# windows server 2008 : mapped drive timeout.



## peonowns (Apr 16, 2012)

Hey all,

I had a problem where my mapped drives would timeout each day after about 10 hours. 
After checking the server i found that it was set to close connections after 20 mins of 0 activity or 600 minutes.

I understand why this is like this but my question is.

Are there any issues other than putting the server under more load from diabling this feature so my mapped drives do not disconnect. 
*"net config server /autodisconnect:number"*

I know i can set the uper limit to 6500 minutes, but would like it off if it will not cause any issue.
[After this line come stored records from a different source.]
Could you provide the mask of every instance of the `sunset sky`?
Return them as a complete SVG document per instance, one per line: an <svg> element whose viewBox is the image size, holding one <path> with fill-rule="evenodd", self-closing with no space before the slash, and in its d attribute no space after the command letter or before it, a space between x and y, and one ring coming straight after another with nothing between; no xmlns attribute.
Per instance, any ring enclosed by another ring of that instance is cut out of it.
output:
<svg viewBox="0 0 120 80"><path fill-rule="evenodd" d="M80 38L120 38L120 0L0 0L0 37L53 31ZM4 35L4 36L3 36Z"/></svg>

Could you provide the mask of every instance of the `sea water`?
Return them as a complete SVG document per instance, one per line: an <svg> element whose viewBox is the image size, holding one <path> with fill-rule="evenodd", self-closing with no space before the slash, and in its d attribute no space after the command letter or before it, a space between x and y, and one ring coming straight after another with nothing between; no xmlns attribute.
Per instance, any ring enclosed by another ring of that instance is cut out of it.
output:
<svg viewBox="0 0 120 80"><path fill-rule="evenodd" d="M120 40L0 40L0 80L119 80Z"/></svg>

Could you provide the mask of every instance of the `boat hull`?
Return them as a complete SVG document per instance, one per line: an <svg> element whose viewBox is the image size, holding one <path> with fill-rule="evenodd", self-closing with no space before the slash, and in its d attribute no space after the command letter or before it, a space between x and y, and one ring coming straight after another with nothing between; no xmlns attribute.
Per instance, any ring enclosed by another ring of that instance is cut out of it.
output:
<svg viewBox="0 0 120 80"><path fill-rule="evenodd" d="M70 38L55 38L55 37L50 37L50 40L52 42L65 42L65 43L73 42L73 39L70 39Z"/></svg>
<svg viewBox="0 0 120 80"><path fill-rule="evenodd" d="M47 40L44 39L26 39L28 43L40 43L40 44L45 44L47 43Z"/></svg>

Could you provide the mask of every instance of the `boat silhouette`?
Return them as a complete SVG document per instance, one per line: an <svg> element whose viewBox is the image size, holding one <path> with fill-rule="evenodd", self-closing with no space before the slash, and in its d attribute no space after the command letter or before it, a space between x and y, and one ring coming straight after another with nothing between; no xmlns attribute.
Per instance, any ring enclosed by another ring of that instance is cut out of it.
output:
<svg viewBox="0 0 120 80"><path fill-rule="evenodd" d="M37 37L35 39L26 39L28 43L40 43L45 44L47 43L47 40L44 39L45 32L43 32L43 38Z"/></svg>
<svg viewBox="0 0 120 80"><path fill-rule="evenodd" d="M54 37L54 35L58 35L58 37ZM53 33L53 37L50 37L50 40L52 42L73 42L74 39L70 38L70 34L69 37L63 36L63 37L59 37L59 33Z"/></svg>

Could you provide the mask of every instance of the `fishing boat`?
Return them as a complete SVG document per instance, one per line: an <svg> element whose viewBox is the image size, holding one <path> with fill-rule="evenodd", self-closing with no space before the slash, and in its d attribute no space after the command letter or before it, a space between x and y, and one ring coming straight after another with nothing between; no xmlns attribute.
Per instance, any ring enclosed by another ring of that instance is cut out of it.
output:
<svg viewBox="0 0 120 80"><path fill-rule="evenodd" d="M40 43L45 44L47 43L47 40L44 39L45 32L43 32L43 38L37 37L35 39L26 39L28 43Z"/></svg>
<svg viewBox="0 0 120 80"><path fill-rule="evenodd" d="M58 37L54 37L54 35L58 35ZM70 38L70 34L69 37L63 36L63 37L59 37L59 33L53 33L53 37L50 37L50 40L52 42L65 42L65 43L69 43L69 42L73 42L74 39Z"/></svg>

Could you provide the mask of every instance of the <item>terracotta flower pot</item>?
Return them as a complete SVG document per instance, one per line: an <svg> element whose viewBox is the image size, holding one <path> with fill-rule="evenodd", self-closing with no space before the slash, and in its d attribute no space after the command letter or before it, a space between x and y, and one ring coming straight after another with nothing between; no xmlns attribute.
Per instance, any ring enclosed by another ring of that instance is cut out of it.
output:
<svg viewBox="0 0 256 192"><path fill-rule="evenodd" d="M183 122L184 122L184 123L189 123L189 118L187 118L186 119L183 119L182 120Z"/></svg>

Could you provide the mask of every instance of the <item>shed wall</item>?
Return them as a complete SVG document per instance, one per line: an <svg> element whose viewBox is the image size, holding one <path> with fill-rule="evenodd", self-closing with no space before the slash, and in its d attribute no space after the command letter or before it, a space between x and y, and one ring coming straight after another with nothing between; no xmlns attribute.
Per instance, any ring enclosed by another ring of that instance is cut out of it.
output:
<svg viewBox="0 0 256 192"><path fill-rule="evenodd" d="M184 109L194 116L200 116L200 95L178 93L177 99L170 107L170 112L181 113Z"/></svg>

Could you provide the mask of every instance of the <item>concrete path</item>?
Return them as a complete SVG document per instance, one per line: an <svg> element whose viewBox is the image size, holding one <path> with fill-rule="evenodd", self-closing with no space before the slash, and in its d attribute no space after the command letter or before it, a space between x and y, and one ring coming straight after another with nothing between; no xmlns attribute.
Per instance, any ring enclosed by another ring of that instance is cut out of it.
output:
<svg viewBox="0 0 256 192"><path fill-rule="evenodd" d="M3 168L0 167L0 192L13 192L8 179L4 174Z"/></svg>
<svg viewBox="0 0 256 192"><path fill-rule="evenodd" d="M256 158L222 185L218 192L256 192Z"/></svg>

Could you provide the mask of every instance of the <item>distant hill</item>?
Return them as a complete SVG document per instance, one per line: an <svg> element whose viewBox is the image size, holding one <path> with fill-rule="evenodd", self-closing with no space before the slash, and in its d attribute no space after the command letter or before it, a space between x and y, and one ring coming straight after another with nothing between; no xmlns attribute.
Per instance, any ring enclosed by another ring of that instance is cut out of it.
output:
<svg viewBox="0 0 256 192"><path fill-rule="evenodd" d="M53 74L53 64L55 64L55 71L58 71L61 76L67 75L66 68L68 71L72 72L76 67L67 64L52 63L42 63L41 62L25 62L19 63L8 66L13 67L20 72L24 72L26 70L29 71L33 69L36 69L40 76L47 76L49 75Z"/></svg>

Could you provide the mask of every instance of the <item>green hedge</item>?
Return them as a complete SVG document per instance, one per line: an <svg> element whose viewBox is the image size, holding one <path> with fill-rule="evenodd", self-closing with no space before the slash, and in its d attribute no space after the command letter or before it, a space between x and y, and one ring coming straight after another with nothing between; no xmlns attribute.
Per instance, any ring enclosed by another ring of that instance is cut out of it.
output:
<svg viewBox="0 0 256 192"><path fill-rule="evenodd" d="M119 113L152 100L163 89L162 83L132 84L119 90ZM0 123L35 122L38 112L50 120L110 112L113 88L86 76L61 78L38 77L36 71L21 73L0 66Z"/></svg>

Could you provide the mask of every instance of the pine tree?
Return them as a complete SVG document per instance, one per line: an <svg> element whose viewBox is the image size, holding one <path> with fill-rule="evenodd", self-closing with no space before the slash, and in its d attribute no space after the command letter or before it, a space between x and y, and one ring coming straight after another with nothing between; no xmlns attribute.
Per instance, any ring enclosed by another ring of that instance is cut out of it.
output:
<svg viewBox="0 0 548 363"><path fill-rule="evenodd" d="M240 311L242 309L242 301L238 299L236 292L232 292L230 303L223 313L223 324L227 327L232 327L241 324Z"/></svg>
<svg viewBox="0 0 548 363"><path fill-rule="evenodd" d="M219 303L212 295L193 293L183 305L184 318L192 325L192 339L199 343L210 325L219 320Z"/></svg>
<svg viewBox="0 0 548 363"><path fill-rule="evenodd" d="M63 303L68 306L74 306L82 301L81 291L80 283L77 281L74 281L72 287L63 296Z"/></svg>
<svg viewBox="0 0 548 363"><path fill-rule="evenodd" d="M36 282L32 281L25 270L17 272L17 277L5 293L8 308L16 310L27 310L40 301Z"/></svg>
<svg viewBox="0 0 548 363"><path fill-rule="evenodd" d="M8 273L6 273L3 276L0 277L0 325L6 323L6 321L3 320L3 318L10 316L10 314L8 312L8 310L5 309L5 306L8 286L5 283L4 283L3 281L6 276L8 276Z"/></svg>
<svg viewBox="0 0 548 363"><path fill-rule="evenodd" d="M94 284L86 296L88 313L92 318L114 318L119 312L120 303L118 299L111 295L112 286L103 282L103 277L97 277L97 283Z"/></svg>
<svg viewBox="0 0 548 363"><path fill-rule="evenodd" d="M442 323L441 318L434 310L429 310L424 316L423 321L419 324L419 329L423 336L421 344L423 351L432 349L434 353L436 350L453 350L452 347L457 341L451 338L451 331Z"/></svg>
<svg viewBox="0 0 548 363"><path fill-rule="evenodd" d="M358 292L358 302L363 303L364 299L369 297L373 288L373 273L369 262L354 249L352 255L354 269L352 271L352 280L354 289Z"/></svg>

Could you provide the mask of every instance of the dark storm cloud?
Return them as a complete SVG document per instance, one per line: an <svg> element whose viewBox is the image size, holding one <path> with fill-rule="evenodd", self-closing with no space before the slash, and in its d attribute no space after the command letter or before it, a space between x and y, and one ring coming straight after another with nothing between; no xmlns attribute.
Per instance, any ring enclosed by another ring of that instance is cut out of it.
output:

Server is sbs 2008 r1 fully updated.

Thanks pEoN


----------



## Swiper (Mar 14, 2003)

http://support.microsoft.com/kb/297684


----------



## peonowns (Apr 16, 2012)

I think my title may have confused my question. 
I know how to stop the drive timeout easily, but was asking if anyone knew of any other issues that may arise from turning the auto disconnect feature off completely other than increased server load as the drive will not disconnect even after inactivity. Unless it was on your link then I apologies as it just looked like the fix it section for drive connectivity loss. 
Thanks anyway. 

Peon


----------



## Swiper (Mar 14, 2003)

no issues that I'm aware of
its just a shared / mapped drive connection
should not even see much of a 'server load' unless someone is consisently using it copying/moving files around in there


----------